Pendant que le baron et le chef des brancardiers s'entendaient ainsi sur les mesures à prendre, Gérard serrait la main à un prêtre, qui était venu s'asseoir près de lui, sur le banc. L'abbé Des Hermoises, âgé de trente-huit ans à peine, avait une tête jolie d'abbé mondain, peigné avec soin, sentant bon, adoré des femmes. Très aimable, il venait à Lourdes en prêtre libre, comme beaucoup s'y rendaient, pour leur plaisir; et il gardait, au fond de ses beaux yeux, la vive étincelle, le sourire d'un sceptique, supérieur à toute idolâtrie. Certes, il croyait, il s'inclinait; mais l'Église ne s'était pas prononcée sur les miracles; et il semblait prêt à les discuter. Il avait vécu à Tarbes, il connaissait Gérard.
-Hein? lui dit-il, est-ce assez impressionnant, cette attente des trains, dans la nuit!... Je suis ici pour une dame, une de mes anciennes pénitentes de Paris; mais je ne sais pas bien par quel train elle arrivera; et, vous le voyez, je reste, tant ça me passionne.
Puis, un autre prêtre, un vieux prêtre de campagne, étant venu également s'asseoir, il se mit à causer indulgemment avec lui, en lui parlant de la beauté de ce pays de Lourdes, du coup de théâtre, tout à l'heure, quand les montagnes apparaîtraient, au lever du soleil.
De nouveau, il y eut une brusque alerte.
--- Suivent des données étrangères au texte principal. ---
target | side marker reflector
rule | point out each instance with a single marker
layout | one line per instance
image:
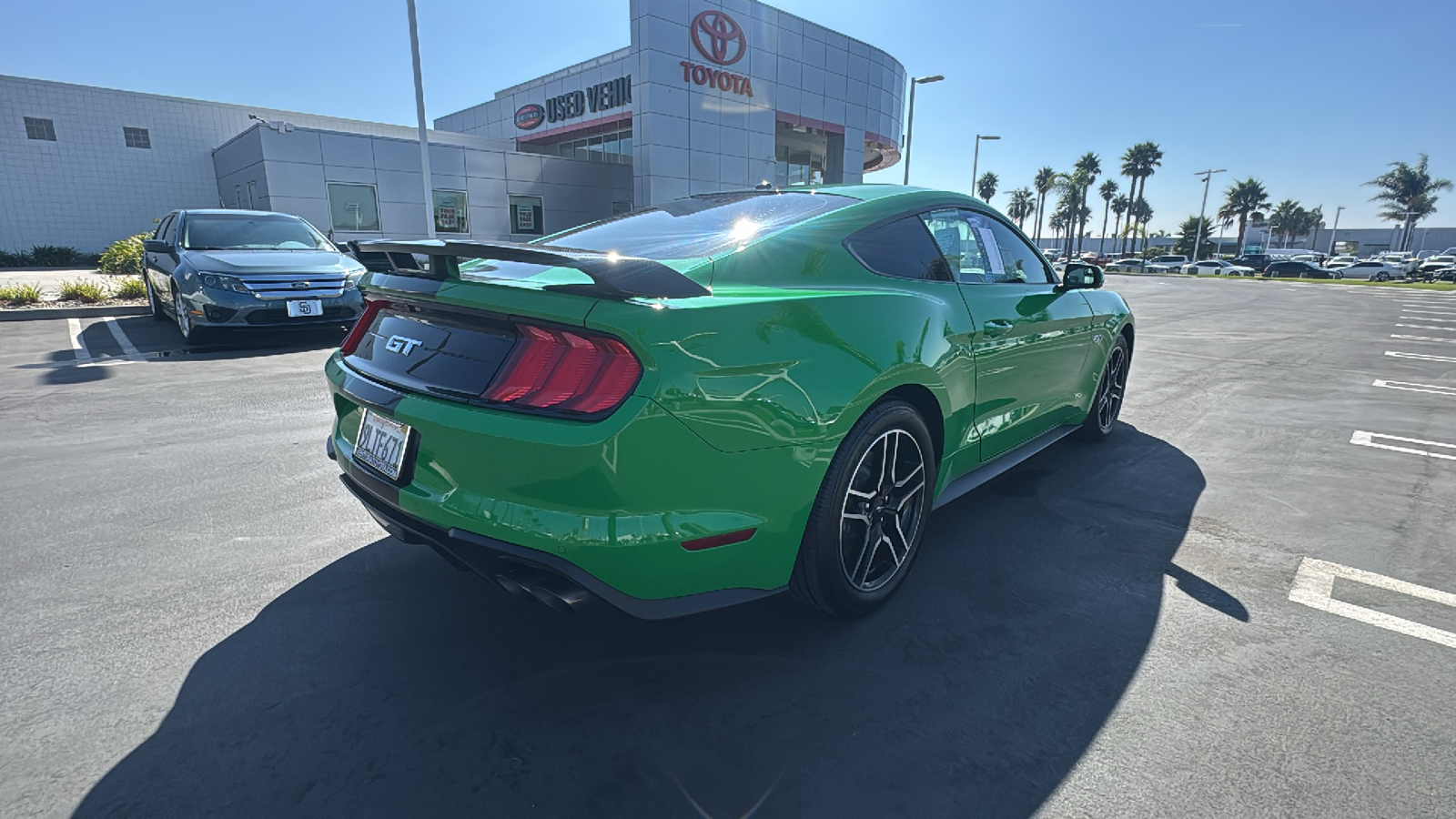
(698, 544)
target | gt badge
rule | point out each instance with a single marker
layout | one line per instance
(400, 344)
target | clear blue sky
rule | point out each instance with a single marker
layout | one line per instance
(1312, 96)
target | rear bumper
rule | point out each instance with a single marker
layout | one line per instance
(490, 557)
(606, 503)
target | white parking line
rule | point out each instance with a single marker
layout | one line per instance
(1421, 339)
(1314, 588)
(1361, 438)
(133, 354)
(82, 353)
(1431, 388)
(1420, 356)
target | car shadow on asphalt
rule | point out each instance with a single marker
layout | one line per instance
(388, 683)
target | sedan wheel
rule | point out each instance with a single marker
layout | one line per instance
(866, 523)
(191, 334)
(157, 310)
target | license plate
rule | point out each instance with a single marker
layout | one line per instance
(380, 443)
(305, 308)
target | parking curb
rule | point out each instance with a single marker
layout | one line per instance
(101, 310)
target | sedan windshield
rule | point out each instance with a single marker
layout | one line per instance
(251, 232)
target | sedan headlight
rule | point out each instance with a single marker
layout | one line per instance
(218, 281)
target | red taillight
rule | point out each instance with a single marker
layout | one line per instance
(567, 370)
(351, 341)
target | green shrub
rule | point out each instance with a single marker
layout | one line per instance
(21, 293)
(55, 256)
(15, 259)
(130, 288)
(123, 257)
(87, 292)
Le chef de gare courait, criait des ordres. Et le père Fourcade, malgré sa jambe goutteuse, quitta l'épaule du docteur Bonamy, pour s'approcher vivement.
-Eh! c'est cet express de Bayonne, qui est resté en détresse, répondit le chef de gare aux questions. Je voudrais être renseigné, je ne suis pas tranquille.
Mais des sonneries retentirent, un homme d'équipe s'enfonça dans les ténèbres, en balançant une lanterne, tandis qu'un signal, au loin, manoeuvrait. Et le chef de gare s'écria:
-Ah! cette fois, c'est le train blanc. Espérons que nous aurons le temps de débarquer les malades, avant le passage de l'express.